Temperature Stability of Resistor Modules

    We are occasionally asked about the temperature stability of our wide range of both PXI & PCI resistor modules. The temperature stability is dependent on a number of factors, no simple statement can give a complete answer so this page is intended to provide some useful guidance.

    What determines temperature stability?

    There are a number of contributing factors to temperature stability of resistance as measured by the voltage drop across the resistor when excited by a constant current source (the most common scenario, including use of a DMM). The resistors are made from a chain of devices (including relays, discrete resistors and sometimes digital potentiometers) and copper tracks interconnecting them. Typical structures for resistor modules can be found Accuracy of Resistor Modules.

    The principle contributing factors are:

    • Stability of the resistors used in the resistor chain
    • The PCB tracks that interconnect the devices in the chain
    • Stability of contact resistance of relays
    • Stability of any digital potentiometers used in the design
    • Thermoelectric effects

    The specification for the Pickering Interfaces resistor call based modules includes an allowance for temperature stability of a temperature variation of +/-10C from a 21C ambient.

    Stability of Resistors

    Our range of resistor modules is graded by their accuracy targets, the most accurate being our Precision Resistor range; the 40-260 series (for example 40-262 and 40-265), then the 40-297 family and the least accurate being the 40-295, 40-293, 40-294. The better the accuracy target the more stable the resistors that are fitted. So a short summary would be:

    • 40-260 series use the highest stability resistors throughout their design with the resistors being chosen to provide temperature coefficients of 15ppm/K or less.

    • 40-297 series use high stability resistors for values above about 60 Ohms and less than about 700kOhms. Above 700kOhms the resistors are 50ppm/K. Below 60 Ohms the resistors are dominated by PCB track effects.

    • 40-295, 40-293, 40-294 us resistors of 50ppm/K or higher throughout their design

    At very high values resistors can also be effected by leakage resistance on the PCB which tends to be both humidity and temperature dependent. This effect is generally only seen above 1MOhm.

    PCB Tracks

    PCB tracks that interconnect the resistors are made primarily of copper which has a temperature coefficient of approximately +3900 ppm/K, although this seems a high number the copper resistance is a small proportion of the total resistance and only has an impact at lower resistance settings. If a particular resistor module has a track resistance of 1 Ohm then for a set resistance of 100 Ohms the track contributes +39ppm/K, at 1kOhm it contributes just +3.9ppm/K. The 40-260 series modules tend to have the lowest track resistance as they are designed for precision rather than density.

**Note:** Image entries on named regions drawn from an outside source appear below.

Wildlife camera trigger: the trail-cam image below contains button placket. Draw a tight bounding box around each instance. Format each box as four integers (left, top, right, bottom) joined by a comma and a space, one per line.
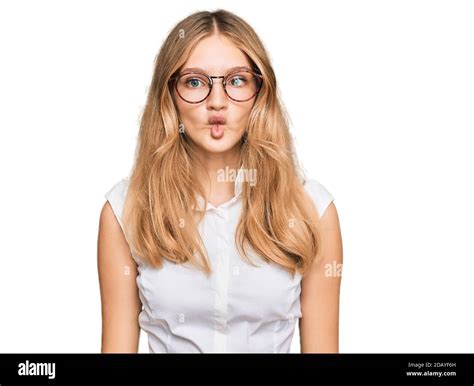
214, 210, 229, 352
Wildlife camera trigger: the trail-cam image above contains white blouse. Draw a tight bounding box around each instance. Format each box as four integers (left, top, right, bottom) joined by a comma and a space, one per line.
105, 169, 334, 353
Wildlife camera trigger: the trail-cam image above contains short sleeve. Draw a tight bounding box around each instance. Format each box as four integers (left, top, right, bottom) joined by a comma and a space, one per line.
304, 179, 334, 218
104, 178, 140, 263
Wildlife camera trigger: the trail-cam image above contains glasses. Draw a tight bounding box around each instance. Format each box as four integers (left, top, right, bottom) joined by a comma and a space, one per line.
170, 69, 263, 103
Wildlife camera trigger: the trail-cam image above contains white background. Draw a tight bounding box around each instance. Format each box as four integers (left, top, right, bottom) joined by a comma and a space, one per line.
0, 0, 474, 353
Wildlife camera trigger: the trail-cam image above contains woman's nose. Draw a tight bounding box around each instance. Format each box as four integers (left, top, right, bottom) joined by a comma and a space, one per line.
207, 78, 227, 106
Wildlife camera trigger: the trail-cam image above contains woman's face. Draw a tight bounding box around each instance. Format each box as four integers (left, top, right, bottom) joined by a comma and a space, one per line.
173, 35, 255, 154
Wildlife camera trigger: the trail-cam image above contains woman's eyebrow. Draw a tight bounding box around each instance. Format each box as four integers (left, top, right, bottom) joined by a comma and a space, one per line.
181, 66, 252, 74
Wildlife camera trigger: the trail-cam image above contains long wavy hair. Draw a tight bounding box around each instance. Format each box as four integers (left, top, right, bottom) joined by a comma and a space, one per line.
123, 9, 320, 276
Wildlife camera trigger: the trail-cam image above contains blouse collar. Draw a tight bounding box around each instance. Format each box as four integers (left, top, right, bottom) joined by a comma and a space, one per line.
196, 166, 245, 211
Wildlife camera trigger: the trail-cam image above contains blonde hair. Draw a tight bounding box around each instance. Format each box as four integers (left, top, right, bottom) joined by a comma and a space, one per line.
123, 9, 320, 276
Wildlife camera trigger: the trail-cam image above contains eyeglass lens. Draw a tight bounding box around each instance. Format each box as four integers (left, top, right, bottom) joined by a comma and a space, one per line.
176, 71, 259, 102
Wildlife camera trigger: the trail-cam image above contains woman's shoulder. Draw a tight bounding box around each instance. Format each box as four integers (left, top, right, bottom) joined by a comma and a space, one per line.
105, 178, 130, 226
303, 178, 334, 218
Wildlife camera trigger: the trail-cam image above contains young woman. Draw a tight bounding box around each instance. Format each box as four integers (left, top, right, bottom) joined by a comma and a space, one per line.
98, 10, 342, 353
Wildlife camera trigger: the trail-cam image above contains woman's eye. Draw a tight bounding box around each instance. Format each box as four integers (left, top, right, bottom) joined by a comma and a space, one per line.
186, 78, 202, 88
230, 76, 245, 87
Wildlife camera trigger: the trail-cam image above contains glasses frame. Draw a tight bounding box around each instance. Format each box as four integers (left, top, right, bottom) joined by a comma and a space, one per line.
169, 68, 263, 104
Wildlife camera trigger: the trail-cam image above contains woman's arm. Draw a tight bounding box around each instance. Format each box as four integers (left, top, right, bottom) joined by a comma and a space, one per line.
97, 201, 141, 353
299, 203, 343, 353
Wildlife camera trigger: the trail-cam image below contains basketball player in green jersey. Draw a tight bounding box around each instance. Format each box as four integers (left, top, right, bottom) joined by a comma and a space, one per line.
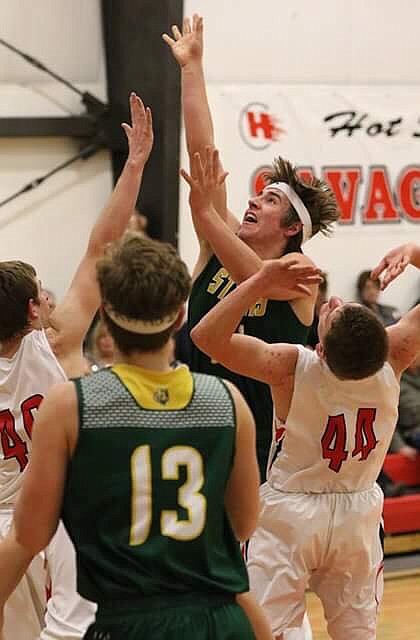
0, 234, 318, 640
163, 15, 338, 478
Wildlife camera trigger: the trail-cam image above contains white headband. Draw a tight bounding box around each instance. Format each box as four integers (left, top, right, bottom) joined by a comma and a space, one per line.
104, 304, 179, 335
264, 182, 312, 244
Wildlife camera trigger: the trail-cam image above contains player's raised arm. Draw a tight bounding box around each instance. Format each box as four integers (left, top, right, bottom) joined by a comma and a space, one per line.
191, 257, 319, 384
162, 14, 239, 272
371, 242, 420, 289
50, 93, 153, 375
181, 147, 262, 282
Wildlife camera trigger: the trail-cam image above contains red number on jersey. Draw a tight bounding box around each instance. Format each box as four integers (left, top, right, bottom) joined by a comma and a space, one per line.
0, 409, 28, 471
321, 409, 378, 473
20, 393, 43, 438
321, 413, 349, 473
351, 409, 378, 460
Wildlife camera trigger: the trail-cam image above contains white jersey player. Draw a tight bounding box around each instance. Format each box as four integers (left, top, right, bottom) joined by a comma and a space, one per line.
0, 94, 153, 640
192, 250, 420, 640
0, 328, 95, 640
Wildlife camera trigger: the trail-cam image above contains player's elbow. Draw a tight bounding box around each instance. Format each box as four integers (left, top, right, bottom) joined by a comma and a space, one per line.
190, 322, 220, 360
225, 492, 260, 542
14, 513, 55, 557
230, 509, 258, 542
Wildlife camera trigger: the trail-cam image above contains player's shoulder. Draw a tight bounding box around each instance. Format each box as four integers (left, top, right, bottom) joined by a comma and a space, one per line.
285, 251, 316, 267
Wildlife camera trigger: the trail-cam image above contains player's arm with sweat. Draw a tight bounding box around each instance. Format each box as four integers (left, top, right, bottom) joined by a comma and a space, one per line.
225, 381, 260, 541
371, 242, 420, 289
191, 256, 319, 384
47, 93, 153, 376
181, 147, 316, 288
162, 14, 239, 278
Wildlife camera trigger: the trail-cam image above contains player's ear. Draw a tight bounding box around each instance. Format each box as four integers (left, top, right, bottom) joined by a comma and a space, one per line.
315, 342, 325, 360
28, 298, 40, 321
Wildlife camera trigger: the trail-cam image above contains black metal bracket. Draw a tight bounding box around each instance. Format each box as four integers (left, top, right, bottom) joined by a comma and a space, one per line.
0, 38, 111, 207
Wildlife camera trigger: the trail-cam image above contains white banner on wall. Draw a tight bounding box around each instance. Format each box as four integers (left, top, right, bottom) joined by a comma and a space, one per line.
180, 85, 420, 307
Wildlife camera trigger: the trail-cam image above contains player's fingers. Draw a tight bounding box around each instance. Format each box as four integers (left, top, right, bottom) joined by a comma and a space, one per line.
162, 33, 175, 47
194, 153, 205, 185
179, 169, 194, 189
297, 274, 322, 284
121, 122, 131, 140
211, 149, 220, 182
370, 258, 387, 280
296, 284, 311, 296
171, 24, 182, 40
217, 171, 229, 187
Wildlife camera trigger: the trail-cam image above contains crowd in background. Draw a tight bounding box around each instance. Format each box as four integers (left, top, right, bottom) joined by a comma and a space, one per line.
46, 215, 420, 497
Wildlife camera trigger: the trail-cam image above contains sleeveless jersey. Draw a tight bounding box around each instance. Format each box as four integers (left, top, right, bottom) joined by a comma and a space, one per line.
0, 330, 66, 506
268, 346, 399, 493
63, 365, 248, 607
188, 255, 310, 477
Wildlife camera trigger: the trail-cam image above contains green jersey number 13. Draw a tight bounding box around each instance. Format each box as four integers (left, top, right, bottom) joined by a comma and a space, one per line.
130, 445, 207, 546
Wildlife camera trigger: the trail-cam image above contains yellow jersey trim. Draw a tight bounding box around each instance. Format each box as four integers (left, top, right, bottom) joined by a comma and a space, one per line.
111, 364, 194, 411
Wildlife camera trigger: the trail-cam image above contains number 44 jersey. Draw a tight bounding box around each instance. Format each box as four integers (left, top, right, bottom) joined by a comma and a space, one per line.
269, 346, 399, 493
63, 365, 248, 608
0, 331, 66, 506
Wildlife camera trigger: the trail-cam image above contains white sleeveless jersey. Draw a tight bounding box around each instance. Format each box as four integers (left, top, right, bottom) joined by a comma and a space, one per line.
0, 331, 67, 506
268, 346, 399, 493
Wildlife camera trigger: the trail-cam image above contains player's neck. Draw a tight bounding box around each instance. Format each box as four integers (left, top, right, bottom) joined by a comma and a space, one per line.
246, 239, 287, 260
0, 335, 24, 358
115, 343, 173, 371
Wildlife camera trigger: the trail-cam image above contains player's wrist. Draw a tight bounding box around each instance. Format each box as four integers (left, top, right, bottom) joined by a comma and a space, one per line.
180, 58, 203, 75
407, 242, 420, 269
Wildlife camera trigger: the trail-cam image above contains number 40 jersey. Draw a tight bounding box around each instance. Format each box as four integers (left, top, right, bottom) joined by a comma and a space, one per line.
0, 330, 66, 506
269, 346, 399, 493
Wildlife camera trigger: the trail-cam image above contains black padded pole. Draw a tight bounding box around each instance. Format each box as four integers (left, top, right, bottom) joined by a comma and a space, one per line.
102, 0, 183, 244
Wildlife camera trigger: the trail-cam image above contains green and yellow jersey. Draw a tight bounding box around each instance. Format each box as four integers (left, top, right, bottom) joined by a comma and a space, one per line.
63, 365, 248, 607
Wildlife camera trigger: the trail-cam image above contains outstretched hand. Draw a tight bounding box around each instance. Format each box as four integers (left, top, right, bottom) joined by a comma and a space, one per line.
180, 147, 228, 214
121, 93, 153, 165
371, 244, 412, 290
256, 256, 322, 300
162, 13, 203, 67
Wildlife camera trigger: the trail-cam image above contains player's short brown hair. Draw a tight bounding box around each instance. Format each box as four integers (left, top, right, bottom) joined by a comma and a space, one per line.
0, 260, 40, 342
264, 156, 340, 252
323, 304, 388, 380
96, 232, 191, 354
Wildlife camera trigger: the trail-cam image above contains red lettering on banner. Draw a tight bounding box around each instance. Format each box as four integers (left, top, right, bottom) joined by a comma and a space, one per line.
296, 167, 315, 184
324, 167, 362, 224
246, 111, 279, 140
250, 165, 273, 196
398, 167, 420, 222
362, 167, 400, 222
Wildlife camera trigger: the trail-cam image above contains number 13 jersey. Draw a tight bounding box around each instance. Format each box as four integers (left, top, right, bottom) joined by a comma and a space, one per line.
269, 346, 399, 493
0, 330, 66, 506
63, 365, 248, 607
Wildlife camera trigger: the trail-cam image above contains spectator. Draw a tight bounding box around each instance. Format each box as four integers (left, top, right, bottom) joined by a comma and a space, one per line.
357, 270, 401, 327
128, 208, 149, 236
43, 289, 57, 313
390, 357, 420, 460
89, 320, 115, 371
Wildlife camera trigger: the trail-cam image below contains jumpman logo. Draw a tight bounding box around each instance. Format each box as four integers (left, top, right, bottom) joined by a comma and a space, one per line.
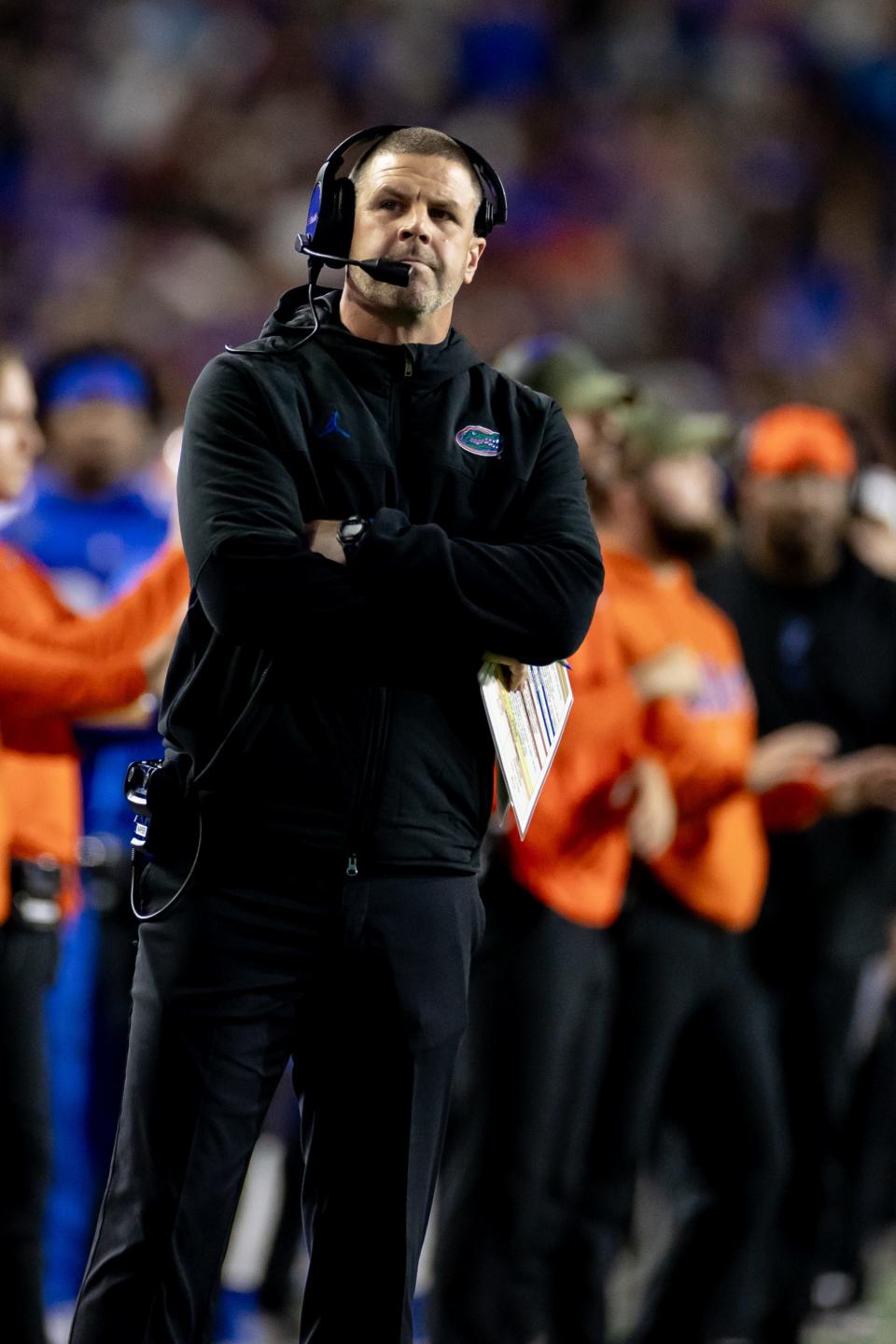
317, 412, 352, 438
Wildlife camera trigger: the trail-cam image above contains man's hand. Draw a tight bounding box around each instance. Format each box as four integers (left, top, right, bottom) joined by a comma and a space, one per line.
746, 723, 840, 794
483, 653, 529, 691
140, 613, 184, 694
631, 644, 703, 705
305, 517, 345, 565
614, 761, 679, 862
819, 748, 896, 816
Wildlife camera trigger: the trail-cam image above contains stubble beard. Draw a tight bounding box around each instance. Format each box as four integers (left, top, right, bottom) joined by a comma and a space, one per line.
352, 272, 454, 318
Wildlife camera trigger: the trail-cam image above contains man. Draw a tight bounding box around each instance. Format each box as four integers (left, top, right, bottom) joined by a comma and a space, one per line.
430, 337, 675, 1344
4, 343, 183, 1268
567, 406, 843, 1344
704, 404, 896, 1344
0, 349, 184, 1344
73, 128, 602, 1344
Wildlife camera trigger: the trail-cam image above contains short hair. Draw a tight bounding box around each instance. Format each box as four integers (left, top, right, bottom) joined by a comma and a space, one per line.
349, 126, 485, 220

    It should also be noted that many switching products (matrices, multiplexers) track resistance is also a dominant factor in their path resistance when the relays are new, as a result path resistance on switching systems also tends to have a temperature coefficient similar to copper.

    Stability of contact resistance of relays

    The lowest contact resistance is for designs that use EMR's, the resistance of reed relays tends to be higher and the materials used have more temperature dependency. For EMR designs there is no great impact from the relays on the overall temperature coefficient beyond that expected from the equivalent copper resistance.

    Stability of Digital Potentiometers

    Digital potentiometers are fabricated using FET's and resistor chains and are used on designs such as 40-262 and 40-265. These have their own temperature coefficients. However the design of the product ensures they are only used for fine control of resistance and as a result they contribute very little to temperature coefficient of the complete resistor module.

    Thermoelectric Effects.

    The impact of thermoelectric EMF's on resistance measurements is described in Importance of Thermoelectric EMF ins resistor modules and Thermo Electric EMF in relays. Designs based on EMR's use an arrangement which is designed to minimise thermoelectric EMF. In most cases thermoelectric EMF has minimal impact on measured temperature stability of Pickering Interfaces resistor modules.

    Reed relays tend to have higher levels of thermal EMF and this can create similar time varying effects on measured resistance because the operation of the coils change the local temperatures. It is impossible to quantify the impact of this on a measurement without knowledge of the measurement conditions, and the effect is time dependent.


    The temperature stability of the resistor modules is dependent on the module for a variety of reasons. The best stability is obtained using the 40-260 series resistor modules. For modules like 40-297 the stability will be dependent on the resistance setting, being worse at low setting because of PCB (copper) connections and at very high resistances because of the resistors used and the impact of board leakage.